Task force co-chair and King County Councilmember Claudia Balducci said the report was blessed in one way or another by all the cities in King County.
“Having all the suburban cities and Seattle and King County work together, I think, is a necessary element of success,” she said. “We’ll see if it’s sufficient, but it’s necessary.”
Balducci and Kooistra said they are focusing on spurring private development instead of looking at public housing. Balducci said public housing would be “extraordinarily expensive” and she was unsure if the county could raise the necessary funds. Kooistra said part of the problem is Washington state’s tax structure, which has been repeatedly heralded as the most regressive in the country. This means the state relies heavily on sales, property and consumption taxes instead of income taxes — a tax scheme that hits working class and low-income households the hardest.
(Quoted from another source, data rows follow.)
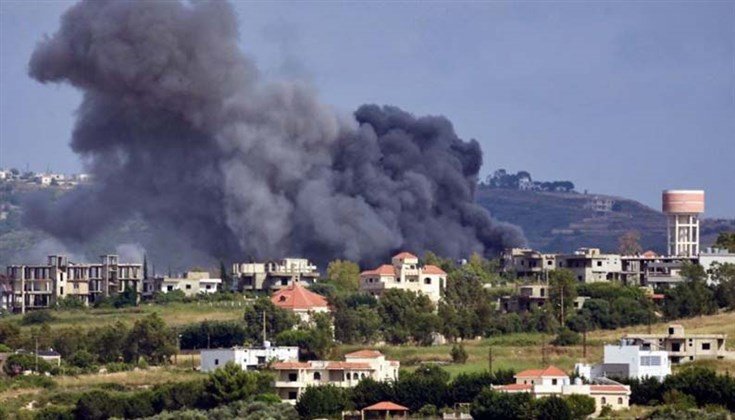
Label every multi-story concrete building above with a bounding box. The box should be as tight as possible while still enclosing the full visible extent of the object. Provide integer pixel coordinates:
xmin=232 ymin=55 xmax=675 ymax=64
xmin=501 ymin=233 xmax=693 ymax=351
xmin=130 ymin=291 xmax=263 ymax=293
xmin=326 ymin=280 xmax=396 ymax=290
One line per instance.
xmin=143 ymin=271 xmax=222 ymax=297
xmin=232 ymin=258 xmax=319 ymax=291
xmin=623 ymin=324 xmax=735 ymax=364
xmin=272 ymin=350 xmax=400 ymax=403
xmin=7 ymin=255 xmax=143 ymax=313
xmin=271 ymin=282 xmax=330 ymax=324
xmin=575 ymin=340 xmax=671 ymax=381
xmin=493 ymin=366 xmax=630 ymax=414
xmin=360 ymin=252 xmax=447 ymax=303
xmin=501 ymin=248 xmax=556 ymax=280
xmin=199 ymin=341 xmax=299 ymax=372
xmin=556 ymin=248 xmax=623 ymax=283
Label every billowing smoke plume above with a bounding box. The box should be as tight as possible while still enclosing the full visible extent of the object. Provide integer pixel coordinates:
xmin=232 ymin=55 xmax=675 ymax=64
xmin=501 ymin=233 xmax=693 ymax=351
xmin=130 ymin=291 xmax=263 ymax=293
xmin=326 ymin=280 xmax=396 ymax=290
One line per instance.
xmin=27 ymin=0 xmax=523 ymax=262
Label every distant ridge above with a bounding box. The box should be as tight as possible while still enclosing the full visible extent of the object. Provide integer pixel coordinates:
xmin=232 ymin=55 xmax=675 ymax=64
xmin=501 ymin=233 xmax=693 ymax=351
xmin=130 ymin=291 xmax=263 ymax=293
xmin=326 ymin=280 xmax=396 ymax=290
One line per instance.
xmin=476 ymin=185 xmax=735 ymax=253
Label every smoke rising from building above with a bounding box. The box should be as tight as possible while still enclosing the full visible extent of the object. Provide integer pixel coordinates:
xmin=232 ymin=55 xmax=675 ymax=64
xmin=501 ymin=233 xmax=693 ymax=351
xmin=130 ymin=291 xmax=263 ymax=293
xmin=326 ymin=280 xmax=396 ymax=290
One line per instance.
xmin=26 ymin=1 xmax=523 ymax=263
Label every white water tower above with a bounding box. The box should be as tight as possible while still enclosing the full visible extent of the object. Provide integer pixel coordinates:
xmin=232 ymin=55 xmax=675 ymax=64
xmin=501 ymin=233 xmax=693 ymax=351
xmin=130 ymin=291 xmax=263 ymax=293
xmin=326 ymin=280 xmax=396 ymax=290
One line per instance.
xmin=662 ymin=190 xmax=704 ymax=257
Under this tax system it would be difficult to raise the billions of public dollars necesssary to create 44,000 units if they were to be public housing, Kooistra said. The county could ask voters to approve a one-tenth of a cent sales tax increase to build, acquire and operate affordable housing, but King County Councilmember Rod Dembowski in previous coverage said this would also raise concerns about the use of further property taxes to fund affordable housing under the state’s tax structure.
“t’s super important that we have market actors building houses, creating houses, preserving houses,” Balducci said.
Both the state and cities like Seattle have run into judicial roadblocks when trying to implement income taxes. In 2017, a King County Superior Court judge ruled against Seattle’s proposed income tax, and the state’s Supreme Court sent the ruling to a court of appeals last week, the Seattle Times reported. However, local governments must keep subsidizing affordable housing, Kooistra said.
“Once we commodified housing in this country, the cost to access that housing has way surpassed any level of increase in people’s earning capacity,” Kooistra said. “The gravitational pull has to be overcome and subsidy is the only way you can do that.”
Funding in the county’s most recent budget was also allocated for the north end cities of Shoreline and Lake Forest Park to explore creating their own housing authority. Shoreline’s Jim Hammond with the city manager’s office said the county is expected to provide around $150,000 for the cities. Shoreline is experiencing the same challenges of housing affordability the rest of the county, Hammond said, especially for lower-income households.
Shoreline has rezoned neighborhoods around future light rail stations, which will be opening in 2024 in an attempt to create new urban developments in the area. Additionally, they have worked closely in the past with Lake Forest Park on housing issues.
“We’re determined to utilize the opportunity created by the extension of light rail through our community to make a substantial increase to our housing stock in general, and the affordable housing stock in particular,” Hammond said.